Intel warned on Wednesday that its fourth-quarter revenue will fall US$2 billion short of its original forecast, due to PC makers curtailing chip orders.
The announcement comes less than two months after Intel warned on in November its fourth-quarter performance would fall below its original forecast. Revenue is now expected to be about US$8.2 billion, down 23 percent over the same quarter in the previous year and down 20 percent sequentially.
On Nov. 12, Intel said it expected its revenue to be between US$8.7 billion and US$9.3 billion. Before that, Intel had expected to generate US$10.1 billion to US$10.9 billion in revenue for the quarter.
The drop in revenue is a result of PC makers slicing orders and living off their existing inventory of chips, Intel said.
Intel also noted it expects to report a greater loss in its equity investment, interest and "other" category of between US$1.1 billion and US$1.2 billion, versus its previous expectation of a loss of about US$50 million. The chipmaker's investment in Clearwire, for example, is expected to result in a non-cash charge of about US$950 million in the fourth quarter.

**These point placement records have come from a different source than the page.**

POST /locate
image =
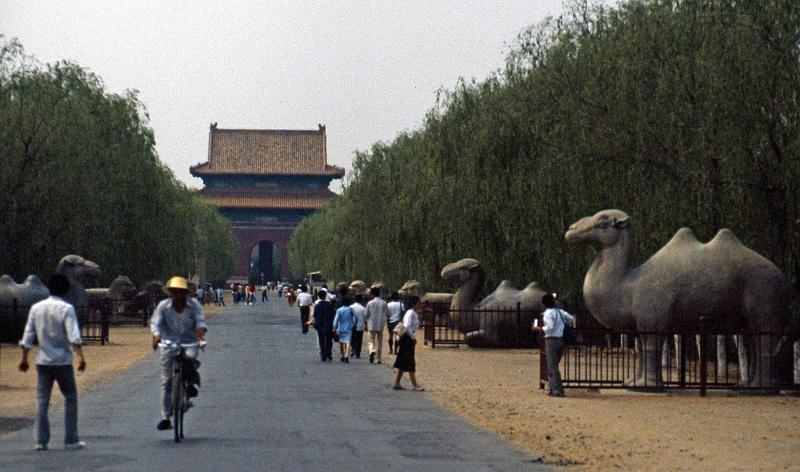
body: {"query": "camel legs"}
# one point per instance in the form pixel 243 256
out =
pixel 648 353
pixel 797 362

Intel's gross margin is now expected to fall toward the "bottom of the previous expectation of 55 percent, plus or minus a couple of points", the company said. Research and development spending, as well as general and administrative costs, are anticipated to be US$2.6 billion, lower than Intel's previous forecast of US$2.8 billion.
Intel shares fell as low as 6.7 percent to US$14.34 in early morning trading. The company is set to report fourth-quarter earnings on Jan. 15.